Disease Elimination Is Not Eradication: Rethinking “Disease-Free” Certification in Global Health amid the Global Resurgence of Measles, Polio, and Cholera
摘要
Disease elimination, as defined by the World Health Organization (WHO), denotes the sustained reduction of pathogen transmission to zero within a defined geographic area through ongoing public health intervention. In practice, however, certification of elimination status has frequently operated as a terminal designation, reshaping funding and signalling that a problem has been resolved. This perspective argues that such a conception is both scientifically untenable and operationally hazardous.
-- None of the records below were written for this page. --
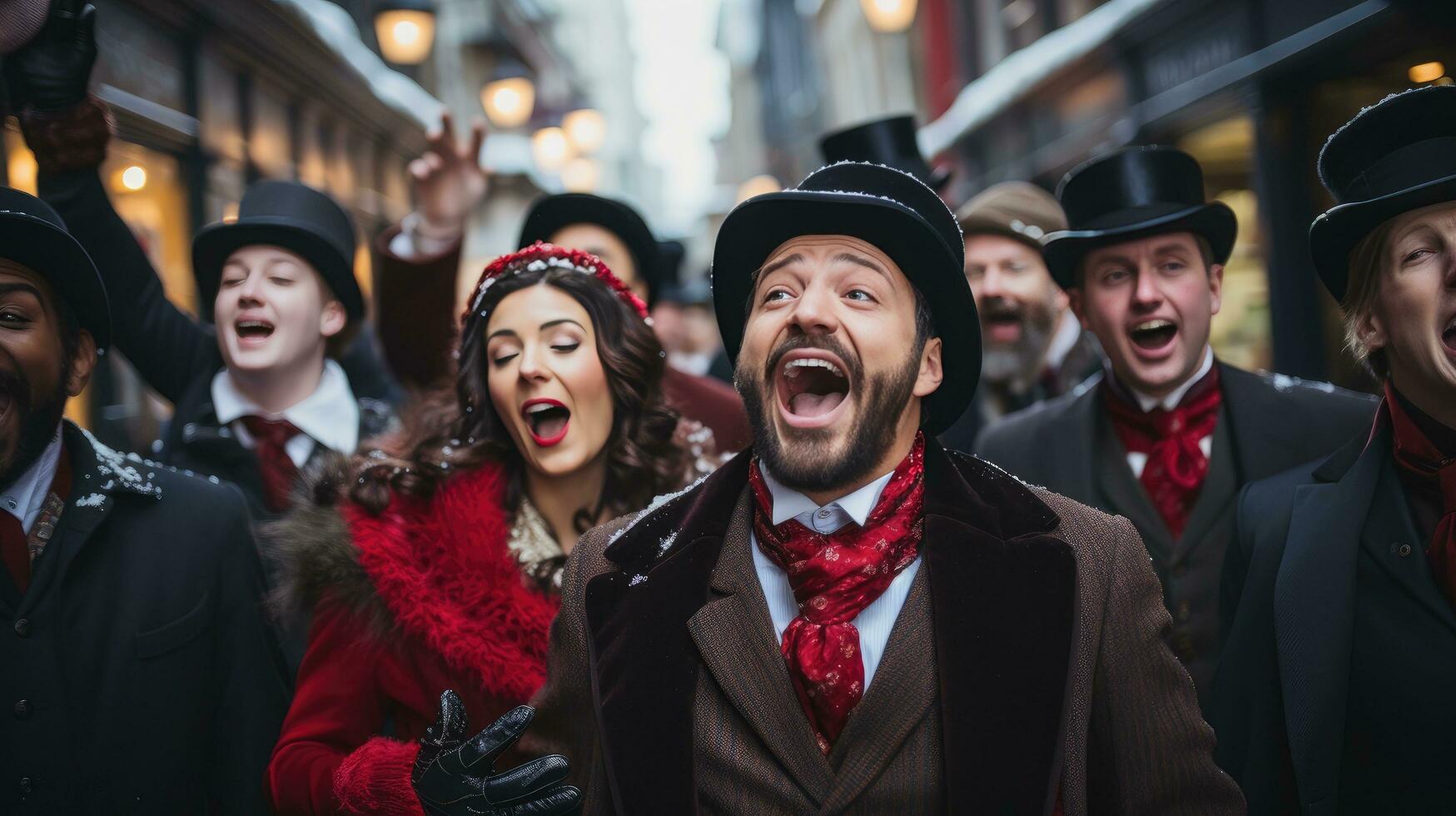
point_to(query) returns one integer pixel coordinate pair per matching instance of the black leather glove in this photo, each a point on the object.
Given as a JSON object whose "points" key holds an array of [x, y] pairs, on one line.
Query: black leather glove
{"points": [[456, 777], [52, 70]]}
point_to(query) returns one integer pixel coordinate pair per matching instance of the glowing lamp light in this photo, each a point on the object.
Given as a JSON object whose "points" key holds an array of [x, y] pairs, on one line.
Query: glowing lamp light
{"points": [[579, 175], [509, 102], [888, 17], [758, 186], [550, 147], [1426, 72], [585, 128], [133, 178]]}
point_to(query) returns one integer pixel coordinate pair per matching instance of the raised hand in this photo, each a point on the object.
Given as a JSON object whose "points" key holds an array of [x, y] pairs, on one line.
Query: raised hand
{"points": [[52, 70], [456, 777], [449, 180]]}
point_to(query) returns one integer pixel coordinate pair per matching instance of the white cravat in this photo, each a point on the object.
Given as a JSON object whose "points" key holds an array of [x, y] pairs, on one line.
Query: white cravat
{"points": [[874, 621]]}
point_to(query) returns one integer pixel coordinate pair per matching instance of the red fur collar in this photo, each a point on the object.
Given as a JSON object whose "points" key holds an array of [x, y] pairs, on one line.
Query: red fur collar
{"points": [[443, 570]]}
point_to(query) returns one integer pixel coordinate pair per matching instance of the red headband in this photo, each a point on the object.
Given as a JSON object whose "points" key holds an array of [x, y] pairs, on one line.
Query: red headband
{"points": [[542, 256]]}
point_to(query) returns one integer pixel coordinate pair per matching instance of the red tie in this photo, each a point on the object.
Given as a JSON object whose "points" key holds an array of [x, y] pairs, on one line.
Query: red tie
{"points": [[1175, 464], [1419, 455], [274, 464], [835, 577]]}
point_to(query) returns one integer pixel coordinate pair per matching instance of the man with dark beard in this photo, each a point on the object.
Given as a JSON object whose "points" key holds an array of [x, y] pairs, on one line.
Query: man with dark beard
{"points": [[1032, 346], [136, 654], [849, 617]]}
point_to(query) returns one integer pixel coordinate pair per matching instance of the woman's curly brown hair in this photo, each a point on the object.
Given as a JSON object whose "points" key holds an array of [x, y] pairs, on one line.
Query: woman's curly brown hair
{"points": [[458, 429]]}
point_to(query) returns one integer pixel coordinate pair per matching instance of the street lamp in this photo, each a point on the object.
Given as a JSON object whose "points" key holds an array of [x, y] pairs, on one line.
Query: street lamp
{"points": [[510, 98], [550, 149], [405, 29], [579, 175], [587, 128], [888, 17]]}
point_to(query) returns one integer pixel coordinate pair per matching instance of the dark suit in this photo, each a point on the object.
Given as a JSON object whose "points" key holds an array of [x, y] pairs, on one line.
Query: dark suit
{"points": [[1026, 662], [1267, 425], [151, 678], [1335, 693]]}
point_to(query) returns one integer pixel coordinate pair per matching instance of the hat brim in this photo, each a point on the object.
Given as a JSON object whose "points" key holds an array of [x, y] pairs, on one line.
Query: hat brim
{"points": [[1215, 221], [554, 213], [760, 225], [1337, 232], [60, 260], [216, 242]]}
Drawing on three concurrent, well-documented resurgences, measles across the Americas and Europe, circulating vaccine-derived poliovirus (cVDPV) in high-income settings, and accelerating global cholera mortality, this paper identifies three mechanistically distinct but institutionally convergent pathways through which disease control gains erode: immunological erosion driven by unvaccinated birth-cohort accumulation, virological re-emergence via vaccine-derived pathogen variants in under-immunised populations, and structural collapse of water, sanitation, and hygiene (WASH) infrastructure in conflict-affected settings. Across all three, a shared governance failure is evident: post-certification frameworks reward achievement rather than mandate sustained maintenance. Four targeted reforms are proposed, pathway-sensitive post-certification monitoring, quantitative threshold-triggered status reviews, integration of structural resilience metrics, and reform of public-facing elimination communication. Disease elimination is better understood as a condition of managed equilibrium than as a milestone: it is not secured by certification, it is continuously earned.